Tuesday, January 16, 2018

The Girls in the Picture

Title: The Girls in the Picture
Author: Melanie Benjamin
Published: January 16th 2018 by Delacorte Press
Format: eBook, Hardcover, 448 pages
Genre: Historical Fiction
Source: My thanks to Netgalley and the Publisher for an opportunity to read an advanced copy of this book.
I am not sure how I feel about this book. Melanie Benjamin reanimates two fascinating characters and weaves behind the scene details that though they may be fiction, have a ring of truth that makes the reader feel as both a voyeur and an innocent bystander. A coming of age set between the ‘flickers’ and the ‘talkies’ and how the new world order would leave some behind and offer new direction to others.

As a twice-divorced woman, Francis Marion arrived in Los Angeles and became one of Hollywood’s most influential writers between the 1915 and the 1930’s. When movies were still known as flickers, Francis was the scenarist that developed a guide for directors and actors of the silent era to follow.

Mary Pickford was the ‘girl with the curls’, Americas Sweetheart that glowed on film and had throngs of adoring fans. Her admiring public did not want her to grow up. Remembering her beginnings, she felt that she owed to her fans what they wanted even if it was in conflict with the woman she was becoming. Little did she know that once her curls were gone so was her career and her husband.
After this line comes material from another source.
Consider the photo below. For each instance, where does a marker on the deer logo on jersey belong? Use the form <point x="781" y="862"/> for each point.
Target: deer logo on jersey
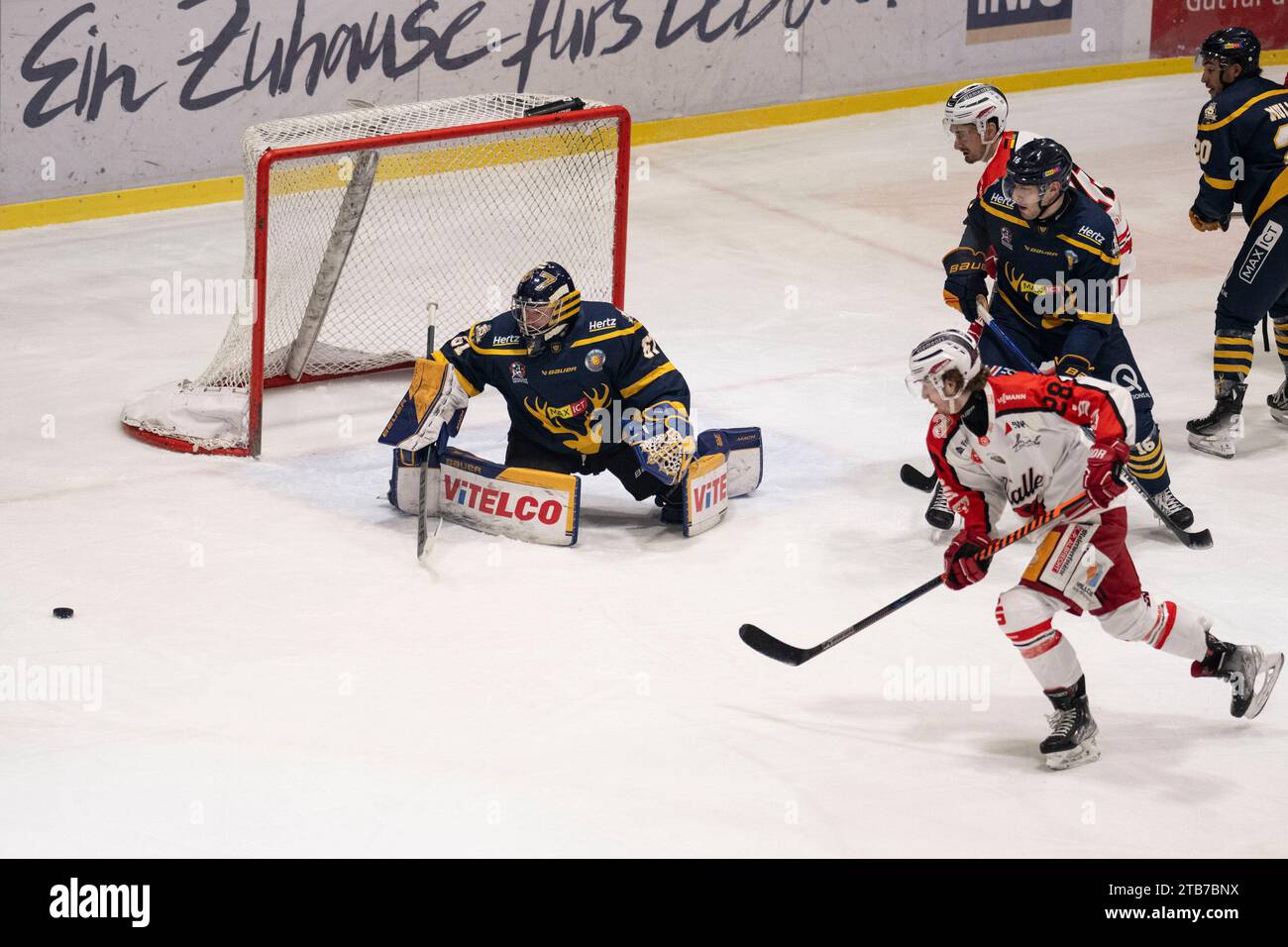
<point x="566" y="419"/>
When Francis and Mary met, no one could have imagined what they would, as a team, both build and destroy. Francis became Mary’s only screenwriter. Francis created Mary’s most memorable characters and as the silent era faded and the talkies took over – only one would make the successful leap.
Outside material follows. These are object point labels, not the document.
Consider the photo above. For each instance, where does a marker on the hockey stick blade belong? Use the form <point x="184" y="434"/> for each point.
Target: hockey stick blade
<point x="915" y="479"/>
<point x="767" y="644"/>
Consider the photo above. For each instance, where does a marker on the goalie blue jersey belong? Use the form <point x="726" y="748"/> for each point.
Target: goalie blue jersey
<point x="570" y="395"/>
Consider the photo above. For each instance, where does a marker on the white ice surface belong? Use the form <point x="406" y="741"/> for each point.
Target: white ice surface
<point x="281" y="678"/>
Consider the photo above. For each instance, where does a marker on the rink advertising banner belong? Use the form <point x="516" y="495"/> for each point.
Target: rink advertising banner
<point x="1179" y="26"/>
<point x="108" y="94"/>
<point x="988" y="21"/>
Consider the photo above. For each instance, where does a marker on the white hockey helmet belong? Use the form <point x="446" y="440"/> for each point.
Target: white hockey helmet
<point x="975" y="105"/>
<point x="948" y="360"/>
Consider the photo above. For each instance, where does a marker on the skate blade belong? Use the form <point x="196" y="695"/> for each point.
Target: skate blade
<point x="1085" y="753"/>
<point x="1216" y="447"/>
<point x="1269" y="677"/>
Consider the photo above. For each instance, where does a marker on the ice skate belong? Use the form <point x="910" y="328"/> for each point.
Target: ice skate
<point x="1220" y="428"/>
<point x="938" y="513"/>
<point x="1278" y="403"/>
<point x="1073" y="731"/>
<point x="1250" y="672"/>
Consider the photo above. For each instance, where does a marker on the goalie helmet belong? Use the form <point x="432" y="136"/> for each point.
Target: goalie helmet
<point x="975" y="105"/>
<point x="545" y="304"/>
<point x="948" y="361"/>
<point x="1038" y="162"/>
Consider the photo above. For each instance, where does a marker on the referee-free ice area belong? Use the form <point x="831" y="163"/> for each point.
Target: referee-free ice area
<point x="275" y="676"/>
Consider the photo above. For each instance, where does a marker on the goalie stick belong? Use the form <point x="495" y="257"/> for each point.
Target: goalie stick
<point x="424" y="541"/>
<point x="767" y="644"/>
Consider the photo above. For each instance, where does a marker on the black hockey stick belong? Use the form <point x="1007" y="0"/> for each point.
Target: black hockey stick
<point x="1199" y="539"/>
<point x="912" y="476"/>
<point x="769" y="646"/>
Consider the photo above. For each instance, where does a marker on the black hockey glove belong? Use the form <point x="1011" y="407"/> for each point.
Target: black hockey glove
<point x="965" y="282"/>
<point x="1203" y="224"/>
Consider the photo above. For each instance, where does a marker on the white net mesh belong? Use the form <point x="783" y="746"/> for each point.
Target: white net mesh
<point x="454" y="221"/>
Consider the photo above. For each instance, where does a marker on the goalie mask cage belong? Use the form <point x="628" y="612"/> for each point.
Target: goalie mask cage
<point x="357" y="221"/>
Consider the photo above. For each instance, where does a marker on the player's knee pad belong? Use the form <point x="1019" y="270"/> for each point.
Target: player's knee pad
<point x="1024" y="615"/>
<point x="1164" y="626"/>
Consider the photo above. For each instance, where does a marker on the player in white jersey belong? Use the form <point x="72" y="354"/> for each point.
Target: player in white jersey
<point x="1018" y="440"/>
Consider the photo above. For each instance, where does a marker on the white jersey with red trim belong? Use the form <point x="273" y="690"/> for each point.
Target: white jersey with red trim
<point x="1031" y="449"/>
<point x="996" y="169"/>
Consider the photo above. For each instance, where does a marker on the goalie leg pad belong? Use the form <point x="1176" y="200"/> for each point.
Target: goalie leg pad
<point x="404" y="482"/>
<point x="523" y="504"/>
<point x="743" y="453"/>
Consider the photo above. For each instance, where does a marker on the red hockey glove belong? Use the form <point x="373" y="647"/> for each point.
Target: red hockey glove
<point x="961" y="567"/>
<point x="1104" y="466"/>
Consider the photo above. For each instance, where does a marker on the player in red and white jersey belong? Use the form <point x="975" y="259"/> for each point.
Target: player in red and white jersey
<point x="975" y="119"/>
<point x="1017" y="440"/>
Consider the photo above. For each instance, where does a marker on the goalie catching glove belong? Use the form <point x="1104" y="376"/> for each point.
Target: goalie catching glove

The beginning and end of this book were mesmerizing. The middle had angered me. Two strong women became simpering fools over the men in their lives. So, I am going to skip over that and concentrate on the strength that this team shared until it became unbearable for both. Their story unfolds in alternating chapters and Pickford’s part definitely lacks in both the storytelling and atmosphere. It is obvious from the start that this is Francis’s story and though Pickford is central, she lacks the glow that her movie persona held.

By the end, Francis has to confront one serious question. Is she responsible for the wreck of the person that Mary had become? With only the two of them left to face regret and loss, they must come to terms with whom they were and who they are now. Were they truly friends or were they co-dependent? Each only taking what the other could offer. Did Francis condemn Pickford to always be a little girl on the screen due to the very first screenplay that she had written for her? Or was it Francis’s sole intention to give Mary an on screen childhood that that she was denied?

Admitting that she took artistic license, Melanie Benjamin did not write a biography, it is a fictionalized tale of two influential women that were innovators and artists in Hollywood’s Golden Age. A story that exposes the Golden Age and lays bare the inner workings both in front of and behind the screen.